We just recently got back from a short trip through Santa Barbara wine country, so I thought I’d mention a couple of the wineries we visited and the wines worth considering. N.B. I’m going to try and avoid being pompous and redundant when describing the wines and promise to never use the words earthy or nuance.
First of all, the wineries seem to all charge a standard $5 a tasting or $10 including a wine glass with logo. I was pretty indignant at first as this $5 doesn’t come off any wine that you buy, unlike in most BC wineries. But like with most things in life, you can’t really do all that much about it. You can try whining or looking furious, but no one cares. So if you’re going to go to the Santa Barbara area to try wines, you’ll just have to suck it up like I did.
The price of wines on the whole seems to be about $18-$28 for a bottle of white, and $20-$35 for a bottle of red. This is just a rough average price for the average winery. Of course, each winery has special reserve bottles that can range in price dramatically.
The first winery worth mentioning that we visited was Firestone. Situated in the rolling hills of the Santa Ynez Valley, it takes about 45 minutes to get there from Santa Barbara. It’s a beautiful drive through winding cliff edges and canyons, which means you might want to watch how many tasters you actually end up swallowing before you try and drive home. Stopping for a sandwich at Panino in Los Olvios as you pass by is definitely a good idea – the just baked, whole wheat sourdough, fresh sliced meats, and local grown veggies makes for a very nice accompaniment to pretty much whatever wine you have bought.
Anyway, back to Firestone. We tried a few whites to start, and these were entirely forgettable. However, they did have a very nice rosé made from Cabernet Sauvignon grapes. If you are reading this and are in any way surprised that a rosé could be a good/real wine, you need to expand your horizons. Beyond Berringer White Zin – aka Cougar Juice – there is a whole world of serious and delicious pink wines. The 2007 Firestone Cab Rosé is a very easy drinking wine that would be brilliant on a patio or with a picnic. It’s crisp and tastes just slightly of strawberries.
The reds at Firestone were generally much better than the whites. The whites were a little flat and tasted like your run-of-the-mill Chardonnays, or Sauvignon Blancs. They did have a Chenin Blanc which is one of my favourite white varietals, but it was a disappointing acidic blend that tasted like chardonnay and a bit of lemon juice. The two reds that I would recommend and which we bought were the 2005 Syrah and the 2005 Malbec. The Syrah was nice and subtle, more like the French style than the Australian hit you over the head with jar of jam and Ribena. However, it was the Malbec that was really surprising. If when you hear Malbec you think of Mendoza, Argentinean wines – cheap, fruit forward, a little bit of spice, then this will be something very different.

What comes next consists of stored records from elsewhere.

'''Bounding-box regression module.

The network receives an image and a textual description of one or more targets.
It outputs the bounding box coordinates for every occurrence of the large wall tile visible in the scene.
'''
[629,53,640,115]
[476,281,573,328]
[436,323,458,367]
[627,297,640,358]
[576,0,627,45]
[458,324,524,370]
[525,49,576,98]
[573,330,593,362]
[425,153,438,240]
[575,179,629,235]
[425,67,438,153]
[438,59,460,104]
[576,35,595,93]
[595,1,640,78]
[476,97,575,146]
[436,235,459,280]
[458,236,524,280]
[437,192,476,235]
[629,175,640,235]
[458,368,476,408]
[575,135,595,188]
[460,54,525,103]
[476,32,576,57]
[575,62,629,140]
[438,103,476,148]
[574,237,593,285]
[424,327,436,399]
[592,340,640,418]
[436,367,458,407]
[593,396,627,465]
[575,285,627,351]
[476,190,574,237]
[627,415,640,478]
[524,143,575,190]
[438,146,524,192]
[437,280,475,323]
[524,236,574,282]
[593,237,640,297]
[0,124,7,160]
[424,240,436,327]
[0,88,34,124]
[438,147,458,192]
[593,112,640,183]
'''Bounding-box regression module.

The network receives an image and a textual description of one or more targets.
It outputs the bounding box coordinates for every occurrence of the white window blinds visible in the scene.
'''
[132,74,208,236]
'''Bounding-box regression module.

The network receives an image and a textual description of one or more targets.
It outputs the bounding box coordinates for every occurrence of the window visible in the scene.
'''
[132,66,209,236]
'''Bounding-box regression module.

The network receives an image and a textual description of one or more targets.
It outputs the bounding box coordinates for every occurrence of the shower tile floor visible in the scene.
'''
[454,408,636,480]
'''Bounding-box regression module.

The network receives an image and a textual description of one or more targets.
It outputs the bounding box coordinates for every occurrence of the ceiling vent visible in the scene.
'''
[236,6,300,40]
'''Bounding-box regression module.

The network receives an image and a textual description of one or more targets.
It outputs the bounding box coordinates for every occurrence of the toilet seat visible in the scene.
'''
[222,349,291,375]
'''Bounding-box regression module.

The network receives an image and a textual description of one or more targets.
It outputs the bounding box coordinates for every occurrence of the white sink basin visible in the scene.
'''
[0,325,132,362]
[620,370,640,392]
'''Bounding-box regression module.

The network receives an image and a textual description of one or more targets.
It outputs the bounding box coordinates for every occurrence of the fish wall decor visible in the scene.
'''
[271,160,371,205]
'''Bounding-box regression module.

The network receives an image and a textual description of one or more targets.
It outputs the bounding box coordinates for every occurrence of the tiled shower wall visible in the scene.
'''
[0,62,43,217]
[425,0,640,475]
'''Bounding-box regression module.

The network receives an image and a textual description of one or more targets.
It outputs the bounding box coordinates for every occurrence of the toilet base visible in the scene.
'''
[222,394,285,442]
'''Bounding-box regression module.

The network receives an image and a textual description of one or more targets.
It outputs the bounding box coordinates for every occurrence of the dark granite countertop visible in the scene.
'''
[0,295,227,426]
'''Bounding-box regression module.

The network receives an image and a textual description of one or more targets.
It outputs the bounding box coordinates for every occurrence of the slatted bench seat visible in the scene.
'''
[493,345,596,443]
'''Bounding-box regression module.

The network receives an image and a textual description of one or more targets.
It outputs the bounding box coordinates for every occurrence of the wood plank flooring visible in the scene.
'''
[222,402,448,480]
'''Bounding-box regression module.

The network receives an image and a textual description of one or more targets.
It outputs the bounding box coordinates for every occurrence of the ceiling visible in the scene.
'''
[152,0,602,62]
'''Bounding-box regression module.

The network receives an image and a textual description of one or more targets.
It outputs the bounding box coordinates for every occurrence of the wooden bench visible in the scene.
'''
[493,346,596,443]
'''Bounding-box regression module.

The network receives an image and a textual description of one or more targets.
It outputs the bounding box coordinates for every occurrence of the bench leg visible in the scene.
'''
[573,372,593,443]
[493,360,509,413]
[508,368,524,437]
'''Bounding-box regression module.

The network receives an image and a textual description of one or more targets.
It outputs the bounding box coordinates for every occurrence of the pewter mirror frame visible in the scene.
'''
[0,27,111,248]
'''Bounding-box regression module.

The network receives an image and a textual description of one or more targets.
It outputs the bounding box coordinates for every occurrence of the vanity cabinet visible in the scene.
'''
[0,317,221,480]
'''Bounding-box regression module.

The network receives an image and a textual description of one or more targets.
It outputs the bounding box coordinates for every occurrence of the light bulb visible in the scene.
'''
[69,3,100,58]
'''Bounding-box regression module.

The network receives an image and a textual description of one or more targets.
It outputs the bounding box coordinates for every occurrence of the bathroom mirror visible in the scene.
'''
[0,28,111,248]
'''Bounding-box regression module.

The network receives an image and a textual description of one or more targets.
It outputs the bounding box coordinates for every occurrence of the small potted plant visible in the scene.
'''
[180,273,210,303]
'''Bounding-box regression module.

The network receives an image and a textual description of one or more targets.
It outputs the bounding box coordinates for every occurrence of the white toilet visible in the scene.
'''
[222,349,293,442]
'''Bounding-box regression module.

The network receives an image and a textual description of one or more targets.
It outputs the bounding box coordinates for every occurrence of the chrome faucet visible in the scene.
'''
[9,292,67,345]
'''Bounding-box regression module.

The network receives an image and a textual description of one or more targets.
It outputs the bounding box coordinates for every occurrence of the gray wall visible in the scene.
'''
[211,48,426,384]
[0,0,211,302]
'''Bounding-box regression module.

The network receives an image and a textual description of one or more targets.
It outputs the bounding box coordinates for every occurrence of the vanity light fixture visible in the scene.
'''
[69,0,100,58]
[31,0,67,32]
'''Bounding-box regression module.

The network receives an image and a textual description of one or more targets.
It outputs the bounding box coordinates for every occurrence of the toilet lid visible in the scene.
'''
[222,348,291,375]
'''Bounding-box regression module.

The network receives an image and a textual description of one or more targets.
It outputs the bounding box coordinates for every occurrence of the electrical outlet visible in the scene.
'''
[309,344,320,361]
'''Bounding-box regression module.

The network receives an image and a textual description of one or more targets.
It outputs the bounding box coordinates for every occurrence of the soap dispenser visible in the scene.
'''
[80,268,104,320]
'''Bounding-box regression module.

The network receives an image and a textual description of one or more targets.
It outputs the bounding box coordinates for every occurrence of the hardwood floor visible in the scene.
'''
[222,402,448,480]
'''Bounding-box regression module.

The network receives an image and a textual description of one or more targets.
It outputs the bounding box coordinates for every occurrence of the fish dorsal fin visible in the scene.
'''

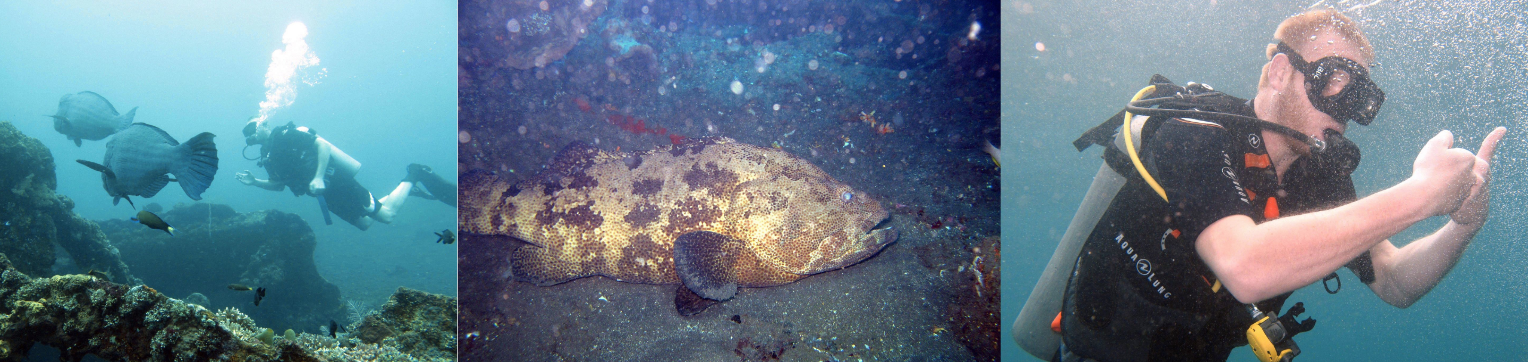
[124,122,180,145]
[674,231,743,301]
[79,90,119,116]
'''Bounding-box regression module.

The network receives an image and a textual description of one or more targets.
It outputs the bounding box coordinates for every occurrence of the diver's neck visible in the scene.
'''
[1251,96,1300,185]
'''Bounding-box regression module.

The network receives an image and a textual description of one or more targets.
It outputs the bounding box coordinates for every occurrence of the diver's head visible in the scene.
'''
[1258,9,1384,149]
[244,116,270,145]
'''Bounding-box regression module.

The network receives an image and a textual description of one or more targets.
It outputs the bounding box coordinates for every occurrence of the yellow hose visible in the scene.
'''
[1122,86,1167,202]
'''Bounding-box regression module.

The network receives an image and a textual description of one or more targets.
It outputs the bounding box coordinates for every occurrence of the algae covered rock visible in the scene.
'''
[0,122,138,284]
[101,203,345,333]
[0,254,440,362]
[351,287,457,360]
[0,255,307,360]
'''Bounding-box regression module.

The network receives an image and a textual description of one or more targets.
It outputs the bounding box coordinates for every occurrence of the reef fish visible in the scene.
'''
[458,137,897,313]
[76,124,217,205]
[50,90,138,147]
[131,209,176,237]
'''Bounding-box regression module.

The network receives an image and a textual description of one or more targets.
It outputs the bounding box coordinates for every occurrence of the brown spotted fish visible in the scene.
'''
[458,137,897,315]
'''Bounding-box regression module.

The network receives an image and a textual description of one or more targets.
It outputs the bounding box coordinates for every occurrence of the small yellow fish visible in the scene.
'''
[130,209,176,237]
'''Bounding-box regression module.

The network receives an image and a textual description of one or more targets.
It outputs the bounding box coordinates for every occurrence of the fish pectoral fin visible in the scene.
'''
[674,231,743,301]
[674,286,721,316]
[75,160,116,179]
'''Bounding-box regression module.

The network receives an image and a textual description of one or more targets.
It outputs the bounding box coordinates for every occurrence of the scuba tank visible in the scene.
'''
[1013,75,1358,360]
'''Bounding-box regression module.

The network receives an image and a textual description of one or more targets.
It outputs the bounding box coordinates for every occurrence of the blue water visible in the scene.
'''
[1002,0,1528,360]
[0,2,457,316]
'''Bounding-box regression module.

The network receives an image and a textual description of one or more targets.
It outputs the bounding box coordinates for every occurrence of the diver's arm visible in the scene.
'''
[1195,131,1476,302]
[1369,127,1507,309]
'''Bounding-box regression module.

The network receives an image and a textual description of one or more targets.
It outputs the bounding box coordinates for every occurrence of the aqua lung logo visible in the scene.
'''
[1221,153,1251,205]
[1114,232,1172,299]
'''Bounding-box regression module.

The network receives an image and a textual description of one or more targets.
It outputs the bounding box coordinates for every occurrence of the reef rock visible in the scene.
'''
[0,254,440,362]
[0,122,139,284]
[458,0,607,69]
[353,287,457,360]
[101,203,345,333]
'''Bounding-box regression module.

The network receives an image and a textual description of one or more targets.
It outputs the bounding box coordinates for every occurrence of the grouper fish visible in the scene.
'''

Malbec has always been an important Bordeaux varietal, but remained in relative obscurity before Argentina really start to run with it. The Firestone Malbec is definitely more of a French style than Argentinean. It is softer in the mouth, but has a lovely full bodied velvety feel. The taste is little bit of blueberries and dark chocolate. It is a unique and delicious wine that can be enjoyed just by itself.